Anggota Komisi I DPR RI Dave Laksono meyakini Andika dapat memanfaatkan waktu yang dimiliki untuk bekerja optimal.
Salah satu hal yang mendapat sorotan Dave yakni terkait kesejahteraan prajurit, baik yang masih aktif maupun yang telah pensiun. Termasuk pendidikan keluarga mereka beserta anak-anaknya.
Politikus Partai Golkar itu juga turut menyoroti pentingnya penyelesaian konflik di Poso dan Papua.
Hal senada juga disampaikan anggota Komisi I lainnya, Nurul Arifin. Menurut dia, Andika perlu mencari terobosan dan inovasi untuk menyelesaikan persoalan konflik di dalam negeri.
“Soal potensi konflik di dalam negeri, seperti di Papua dan Poso, ini PR yang harus diselesaikan agar tidak berlarut-larut, mencari akar masalah dan menentukan solusi yang tepat. Hal ini menjadi tantangan,” ucap Nurul.

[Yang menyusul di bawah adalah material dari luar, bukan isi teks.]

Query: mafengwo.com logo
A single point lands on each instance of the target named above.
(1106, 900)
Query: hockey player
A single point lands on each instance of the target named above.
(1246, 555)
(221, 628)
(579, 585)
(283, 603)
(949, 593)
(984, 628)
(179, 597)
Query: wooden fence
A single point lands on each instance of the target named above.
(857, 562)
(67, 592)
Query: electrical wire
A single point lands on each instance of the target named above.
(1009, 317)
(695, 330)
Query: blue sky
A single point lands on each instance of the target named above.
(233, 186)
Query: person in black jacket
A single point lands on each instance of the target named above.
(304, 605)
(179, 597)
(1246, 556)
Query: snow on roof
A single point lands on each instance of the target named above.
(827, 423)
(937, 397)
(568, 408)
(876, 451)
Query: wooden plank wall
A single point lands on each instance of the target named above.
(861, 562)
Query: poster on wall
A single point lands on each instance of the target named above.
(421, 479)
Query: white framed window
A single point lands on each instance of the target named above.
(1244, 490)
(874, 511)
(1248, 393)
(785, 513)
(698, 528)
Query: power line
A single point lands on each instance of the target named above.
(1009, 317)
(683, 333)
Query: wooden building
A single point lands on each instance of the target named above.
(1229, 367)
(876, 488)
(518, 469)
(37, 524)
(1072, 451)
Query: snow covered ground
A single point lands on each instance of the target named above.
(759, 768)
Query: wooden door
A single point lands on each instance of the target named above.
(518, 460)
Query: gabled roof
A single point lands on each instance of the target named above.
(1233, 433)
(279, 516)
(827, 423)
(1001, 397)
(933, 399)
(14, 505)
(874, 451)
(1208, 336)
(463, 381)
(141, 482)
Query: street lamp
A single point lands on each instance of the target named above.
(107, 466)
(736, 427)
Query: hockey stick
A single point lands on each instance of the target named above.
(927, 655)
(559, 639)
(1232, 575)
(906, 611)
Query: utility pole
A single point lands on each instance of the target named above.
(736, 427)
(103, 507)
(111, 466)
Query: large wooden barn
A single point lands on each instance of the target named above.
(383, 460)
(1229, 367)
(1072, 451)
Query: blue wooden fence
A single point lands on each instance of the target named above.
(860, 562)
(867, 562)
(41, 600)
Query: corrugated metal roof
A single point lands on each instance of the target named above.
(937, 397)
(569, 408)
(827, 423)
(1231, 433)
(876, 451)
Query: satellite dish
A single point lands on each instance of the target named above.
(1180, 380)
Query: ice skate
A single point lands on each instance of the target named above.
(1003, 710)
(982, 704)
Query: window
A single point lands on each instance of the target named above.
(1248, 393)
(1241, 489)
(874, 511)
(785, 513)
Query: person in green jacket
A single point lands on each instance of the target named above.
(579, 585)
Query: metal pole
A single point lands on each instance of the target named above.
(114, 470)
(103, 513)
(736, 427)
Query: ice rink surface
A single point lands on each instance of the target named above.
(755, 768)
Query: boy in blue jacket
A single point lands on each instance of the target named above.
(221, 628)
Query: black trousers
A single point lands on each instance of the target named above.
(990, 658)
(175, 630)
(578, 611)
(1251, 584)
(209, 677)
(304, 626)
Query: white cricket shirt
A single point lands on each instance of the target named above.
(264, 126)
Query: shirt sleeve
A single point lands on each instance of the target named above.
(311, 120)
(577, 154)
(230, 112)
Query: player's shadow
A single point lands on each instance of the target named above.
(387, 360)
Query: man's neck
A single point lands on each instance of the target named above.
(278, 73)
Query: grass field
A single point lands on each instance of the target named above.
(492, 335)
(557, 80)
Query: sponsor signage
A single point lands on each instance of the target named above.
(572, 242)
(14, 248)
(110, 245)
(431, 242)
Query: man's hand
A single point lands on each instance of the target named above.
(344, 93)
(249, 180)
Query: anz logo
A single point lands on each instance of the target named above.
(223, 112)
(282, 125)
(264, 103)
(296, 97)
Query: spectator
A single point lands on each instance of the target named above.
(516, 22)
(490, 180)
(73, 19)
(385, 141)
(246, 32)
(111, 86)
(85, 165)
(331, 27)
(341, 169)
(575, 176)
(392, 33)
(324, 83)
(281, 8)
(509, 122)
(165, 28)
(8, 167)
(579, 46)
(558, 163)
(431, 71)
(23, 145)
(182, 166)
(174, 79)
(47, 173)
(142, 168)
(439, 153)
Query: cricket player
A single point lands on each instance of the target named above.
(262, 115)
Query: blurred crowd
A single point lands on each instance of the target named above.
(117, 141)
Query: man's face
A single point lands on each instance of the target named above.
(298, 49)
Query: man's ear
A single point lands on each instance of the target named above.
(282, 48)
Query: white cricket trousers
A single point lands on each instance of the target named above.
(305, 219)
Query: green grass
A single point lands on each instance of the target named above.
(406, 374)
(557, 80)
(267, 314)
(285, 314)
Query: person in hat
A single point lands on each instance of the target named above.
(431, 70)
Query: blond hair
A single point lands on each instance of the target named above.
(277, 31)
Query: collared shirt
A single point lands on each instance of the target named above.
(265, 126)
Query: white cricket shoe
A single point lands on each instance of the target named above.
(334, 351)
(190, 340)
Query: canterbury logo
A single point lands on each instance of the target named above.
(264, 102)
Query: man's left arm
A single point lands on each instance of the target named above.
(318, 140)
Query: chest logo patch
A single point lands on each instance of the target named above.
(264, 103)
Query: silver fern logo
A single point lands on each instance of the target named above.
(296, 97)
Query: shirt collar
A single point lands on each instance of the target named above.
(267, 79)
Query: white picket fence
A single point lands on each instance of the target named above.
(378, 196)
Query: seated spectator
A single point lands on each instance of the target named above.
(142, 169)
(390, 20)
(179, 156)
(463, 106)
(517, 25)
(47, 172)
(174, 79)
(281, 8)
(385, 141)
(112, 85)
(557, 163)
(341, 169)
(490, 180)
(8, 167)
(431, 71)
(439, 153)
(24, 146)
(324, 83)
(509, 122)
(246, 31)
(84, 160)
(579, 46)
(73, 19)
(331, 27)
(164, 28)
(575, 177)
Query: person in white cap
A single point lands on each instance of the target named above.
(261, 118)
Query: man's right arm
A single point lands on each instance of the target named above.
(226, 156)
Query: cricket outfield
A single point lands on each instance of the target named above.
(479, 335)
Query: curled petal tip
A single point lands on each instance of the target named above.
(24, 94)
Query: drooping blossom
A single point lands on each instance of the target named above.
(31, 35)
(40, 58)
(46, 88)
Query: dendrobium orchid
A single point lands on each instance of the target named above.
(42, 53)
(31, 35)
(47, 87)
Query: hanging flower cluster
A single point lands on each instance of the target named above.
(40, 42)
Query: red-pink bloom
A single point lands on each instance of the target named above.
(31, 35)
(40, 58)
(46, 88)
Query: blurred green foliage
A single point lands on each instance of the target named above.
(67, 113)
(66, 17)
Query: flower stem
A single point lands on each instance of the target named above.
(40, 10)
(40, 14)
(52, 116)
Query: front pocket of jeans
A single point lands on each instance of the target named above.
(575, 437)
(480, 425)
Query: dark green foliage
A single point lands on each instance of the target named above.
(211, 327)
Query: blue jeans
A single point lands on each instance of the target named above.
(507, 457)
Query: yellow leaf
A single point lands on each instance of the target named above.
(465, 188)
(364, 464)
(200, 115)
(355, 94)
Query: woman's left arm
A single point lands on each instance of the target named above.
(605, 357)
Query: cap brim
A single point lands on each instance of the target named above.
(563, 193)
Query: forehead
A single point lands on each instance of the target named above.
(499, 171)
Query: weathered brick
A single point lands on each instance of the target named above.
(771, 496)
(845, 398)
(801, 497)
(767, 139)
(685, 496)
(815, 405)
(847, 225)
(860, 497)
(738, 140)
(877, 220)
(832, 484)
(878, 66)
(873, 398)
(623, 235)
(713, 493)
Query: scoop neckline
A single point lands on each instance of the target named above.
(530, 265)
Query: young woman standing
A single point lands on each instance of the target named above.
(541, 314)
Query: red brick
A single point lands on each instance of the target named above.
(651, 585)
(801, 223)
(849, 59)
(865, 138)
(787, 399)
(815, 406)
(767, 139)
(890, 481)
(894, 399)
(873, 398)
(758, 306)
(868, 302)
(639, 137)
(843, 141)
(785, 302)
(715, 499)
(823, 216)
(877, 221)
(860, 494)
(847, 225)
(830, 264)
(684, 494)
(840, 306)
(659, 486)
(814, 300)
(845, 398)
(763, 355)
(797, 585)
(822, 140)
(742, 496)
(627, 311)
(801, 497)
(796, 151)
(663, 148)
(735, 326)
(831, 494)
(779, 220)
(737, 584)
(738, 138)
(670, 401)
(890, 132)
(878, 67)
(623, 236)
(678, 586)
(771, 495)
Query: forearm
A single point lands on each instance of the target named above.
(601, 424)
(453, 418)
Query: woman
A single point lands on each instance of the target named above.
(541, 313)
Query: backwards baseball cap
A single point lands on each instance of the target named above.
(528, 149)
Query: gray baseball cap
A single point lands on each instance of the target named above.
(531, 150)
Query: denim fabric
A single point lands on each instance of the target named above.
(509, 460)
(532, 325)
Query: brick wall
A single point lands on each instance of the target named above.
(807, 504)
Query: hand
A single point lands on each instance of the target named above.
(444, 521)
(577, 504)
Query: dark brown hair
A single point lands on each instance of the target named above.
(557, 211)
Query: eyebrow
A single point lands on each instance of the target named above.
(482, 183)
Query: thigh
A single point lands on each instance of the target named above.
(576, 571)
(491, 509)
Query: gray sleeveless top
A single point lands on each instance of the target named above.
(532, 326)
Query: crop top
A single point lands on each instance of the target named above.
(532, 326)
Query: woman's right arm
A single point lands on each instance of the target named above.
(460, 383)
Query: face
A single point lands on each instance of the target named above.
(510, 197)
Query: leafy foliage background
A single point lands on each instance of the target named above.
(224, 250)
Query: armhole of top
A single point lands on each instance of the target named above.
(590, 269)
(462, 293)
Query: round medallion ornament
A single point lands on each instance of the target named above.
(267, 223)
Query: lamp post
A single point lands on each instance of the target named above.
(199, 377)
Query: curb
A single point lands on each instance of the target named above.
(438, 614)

Baca Juga: Soal Dugaan Pelanggaran HAM di Papua, Andika Perkasa: Saya Terbuka, Enggak Ada Ketakutan
Terkait konflik berlarut di Papua, Andika disebut akan menggunakan pendekatan humanis dan tidak lagi menggunakan pendekatan militer untuk menyelesaikan persoalan yang ada.
Anggota Komisi I dari Fraksi Nasdem Hasbi Anshory mengungkapkan, rencana itu disampaikan Andika saat mengikuti fit and proper test secara tertutup dengan Komisi I.
Menurut Hasbi, Andika mengakui bahwa masih ada kelemahan dalam penanganan konflik di Papua.
“Dia tidak menutup-nutupi bahwa terhadap kelehamah dia sampaikan bahwa ada kelemahan dan dia akan mencoba penyelesaian (konflik) Papua itu sehumanis (mungkin), tidak lagi dengan pendekatan militer,” kata Hasbi.
Hal serupa pun diamini oleh anggota Komisi I lainnya, Bobby Adhityo Rizaldi dan Syaifullah Tamliha.
Selain konflik, persoalan HAM berat di masa lalu juga dinilai menjadi pekerjaan rumah tersendiri yang harus diselesaikan Andika, di samping peremajaan alat utama sistem persenjataan (alutsista) yang dimiliki TNI.
Direktur Imparsial Gufron Mabruri berharap, terpilihnya Andika jangan sampai justru menjadi variabel penghambat penyelesaian kasus HAM berat masa lalu.
Ia pun kemudian menyinggung peristiwa Talangsari yang terjadi pada tahun 1989 silam.
Penerapan asas tunggal Pancasila pada masa Orde Baru yang termanifestasi dalam Undang-Undang Nomor 3 Tahun 1985 tentang Partai Politik dan Golongan Karya, telah menimbulkan tragedi di Dusung III Talangsari, Kabupaten Lampung Timur.
Melansir keterangan dari Komisi untuk Orang Hilang dan Korban Tindak Kekerasan (Kontras) pada 7 Februari 2016, saat itu terjadi penyerbuan ke Desa Talangsari yang diduga dipimpin oleh Danrem Garuda Hitam 043, Kolonel Hendropriyono. Diketahui, Hendro merupakan mertua dari Andika.
Menurut Gufron, Hendro seharusnya bertanggung jawab atas peristiwa itu.
“Ini menjadi tantangan dalam penyelesaian kasus pelanggaran HAM,” kata Gufron.